Figure 4. Circuit block diagram of the integrated electronic controller for the hydraulic bending roll servo valve plate.
2. Hardware diagram of the automatic control system for hydraulic bending rollers
Figure 5 shows the hardware configuration block diagram of the automatic control system for hydraulic bending rolls of Nanjing Iron & Steel rolling mill. To achieve accurate control of the hydraulic bending roll control system and accurate measurement of the hydraulic bending roll force, the entire hydraulic bending roll control system is required to have strong real-time performance and be able to respond quickly according to changes in the shape of the plate. For this reason, the hydraulic bending roll control system of Nanjing Iron & Steel rolling mill selects the function blocks FM458-1DP and CPU416-2DP with very fast response speed.

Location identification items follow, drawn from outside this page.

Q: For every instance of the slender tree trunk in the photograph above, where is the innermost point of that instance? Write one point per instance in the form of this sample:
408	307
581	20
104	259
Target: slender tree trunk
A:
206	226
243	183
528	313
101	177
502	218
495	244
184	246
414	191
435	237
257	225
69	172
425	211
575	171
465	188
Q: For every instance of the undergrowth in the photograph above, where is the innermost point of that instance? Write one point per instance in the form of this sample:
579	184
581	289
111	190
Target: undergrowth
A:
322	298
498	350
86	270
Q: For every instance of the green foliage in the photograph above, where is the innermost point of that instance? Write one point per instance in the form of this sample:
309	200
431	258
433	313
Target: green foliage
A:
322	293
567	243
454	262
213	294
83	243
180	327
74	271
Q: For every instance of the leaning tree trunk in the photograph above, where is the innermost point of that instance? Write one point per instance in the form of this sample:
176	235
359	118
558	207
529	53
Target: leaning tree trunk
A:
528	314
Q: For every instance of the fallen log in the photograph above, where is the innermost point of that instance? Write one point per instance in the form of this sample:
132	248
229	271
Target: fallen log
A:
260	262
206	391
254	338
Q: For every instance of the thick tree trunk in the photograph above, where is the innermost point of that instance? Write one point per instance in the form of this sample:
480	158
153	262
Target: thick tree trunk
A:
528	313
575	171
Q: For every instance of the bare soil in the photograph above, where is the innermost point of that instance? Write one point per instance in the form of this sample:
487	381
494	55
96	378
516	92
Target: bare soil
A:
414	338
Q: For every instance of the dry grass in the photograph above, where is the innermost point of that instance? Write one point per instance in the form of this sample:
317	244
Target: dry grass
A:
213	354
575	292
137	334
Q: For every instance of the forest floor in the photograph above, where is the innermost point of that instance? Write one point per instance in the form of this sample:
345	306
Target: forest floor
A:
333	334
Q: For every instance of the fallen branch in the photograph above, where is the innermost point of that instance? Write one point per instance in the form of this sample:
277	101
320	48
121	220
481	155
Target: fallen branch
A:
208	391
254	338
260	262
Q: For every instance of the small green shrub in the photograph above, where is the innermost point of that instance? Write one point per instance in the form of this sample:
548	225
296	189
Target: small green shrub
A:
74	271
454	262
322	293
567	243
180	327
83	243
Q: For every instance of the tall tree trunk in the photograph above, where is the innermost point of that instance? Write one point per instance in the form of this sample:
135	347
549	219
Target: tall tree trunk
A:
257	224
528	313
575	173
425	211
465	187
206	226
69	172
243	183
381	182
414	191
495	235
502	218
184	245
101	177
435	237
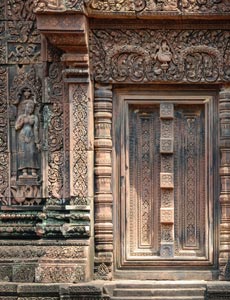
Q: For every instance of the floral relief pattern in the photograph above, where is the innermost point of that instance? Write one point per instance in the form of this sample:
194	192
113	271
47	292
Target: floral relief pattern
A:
155	55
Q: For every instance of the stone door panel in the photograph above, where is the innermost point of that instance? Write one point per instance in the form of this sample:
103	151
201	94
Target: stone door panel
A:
164	149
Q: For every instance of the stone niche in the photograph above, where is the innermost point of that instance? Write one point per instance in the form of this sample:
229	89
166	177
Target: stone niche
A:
114	149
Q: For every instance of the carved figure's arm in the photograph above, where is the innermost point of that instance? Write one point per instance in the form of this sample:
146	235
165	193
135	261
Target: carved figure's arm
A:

The hydraulic bending roll servo control system mainly consists of two parts: the control section and the data acquisition and processing section. The control section uses a CPU416-2DP as the master station, connected to the monitoring software HMI via MPI, and utilizes an FM458 as a high-speed dynamic response controller. The PLC416-2DP is connected to the ET200M distributed I/O via a PROFIBUS bus. Field data from electro-hydraulic servo valves, relief valves, etc., are acquired through the ET200M and sent to the PLC. The monitoring software HMI realizes the monitoring, data input, and display functions of the entire hydraulic bending roll control system.

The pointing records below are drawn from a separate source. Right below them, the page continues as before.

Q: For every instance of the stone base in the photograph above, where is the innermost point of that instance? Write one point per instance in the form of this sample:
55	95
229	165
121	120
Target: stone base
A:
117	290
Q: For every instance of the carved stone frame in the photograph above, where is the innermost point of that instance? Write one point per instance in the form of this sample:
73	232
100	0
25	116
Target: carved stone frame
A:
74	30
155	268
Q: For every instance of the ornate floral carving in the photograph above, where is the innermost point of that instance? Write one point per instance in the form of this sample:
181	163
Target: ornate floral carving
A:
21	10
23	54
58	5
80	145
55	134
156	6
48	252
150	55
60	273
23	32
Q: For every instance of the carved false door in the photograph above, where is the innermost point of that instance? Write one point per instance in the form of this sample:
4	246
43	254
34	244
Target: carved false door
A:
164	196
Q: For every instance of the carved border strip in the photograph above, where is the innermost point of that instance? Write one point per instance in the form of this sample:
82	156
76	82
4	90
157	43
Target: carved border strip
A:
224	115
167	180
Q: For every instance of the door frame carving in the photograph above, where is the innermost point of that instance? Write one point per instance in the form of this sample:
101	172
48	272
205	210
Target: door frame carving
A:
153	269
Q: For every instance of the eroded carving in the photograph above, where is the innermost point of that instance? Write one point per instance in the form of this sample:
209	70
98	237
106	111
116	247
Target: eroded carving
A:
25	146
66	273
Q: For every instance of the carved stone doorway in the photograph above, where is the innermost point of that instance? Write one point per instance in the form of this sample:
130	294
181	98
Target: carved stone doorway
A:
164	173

Figure 5 Hardware configuration diagram of the automatic control system for hydraulic bending rolls
The FM458 integrates the P-bus, LE-bus, and K-bus, belonging to the D7 series and possessing very fast computing capabilities. It can be used for closed-loop and open-loop calculations, as well as position and speed control. It can be used with the expansion modules EXM438 and EXM448, and they can communicate with each other via LE. The EXM438 is an I/O expansion module that integrates three peripheral interfaces: X1, X2, and X3, used to read and output time-sensitive signals, such as encoder signals, positive and negative bending servo sensors in hydraulic servo systems, and pressure sensor signals. The EXM448 integrates an SLB communication board. Two communication boards, SLB and CBP, are installed on the CUVC expansion slot of the 6SE70 frequency converter for communication. The SLB communication board on the frequency converter and the EXM448 communication expansion module form a series closed-loop circuit to establish communication between the frequency converter and the PLC. To ensure the accuracy of the work roller (hydraulic bending roller) drive control, a control method combining Simolink and PROFIBUS buses can be used. PROFIBUS is used to send speed and torque control commands, while the fiber optic Simolink is used to transmit IGBT trigger and control signals. This further improves the system's response time and control accuracy to the load.
The FM458 and PLC416 are two independent, parallel CPUs that communicate via a P-bus. The FM458 reads and writes data to the CPU416 using function blocks CTR and CTV, while the CPU416 reads data from the FM458 using system function blocks SFC59 and SFC58. Through the combined operation of the FM458 and PLC416, the hydraulic and electrical drives in the bending roll control system can be precisely and quickly controlled in real time based on the plate shape.
3. Summary
The servo valve hydraulic bending roll control system has the dual advantages of hydraulic and electrical systems. It features high power, low inertia, good stability, convenient and fast signal processing, high precision, easy remote control, convenient operation and easy maintenance. It is the core part of Nanjing Iron & Steel's rolling mill, ensuring the quality of strip and creating huge economic benefits for Nanjing Iron & Steel.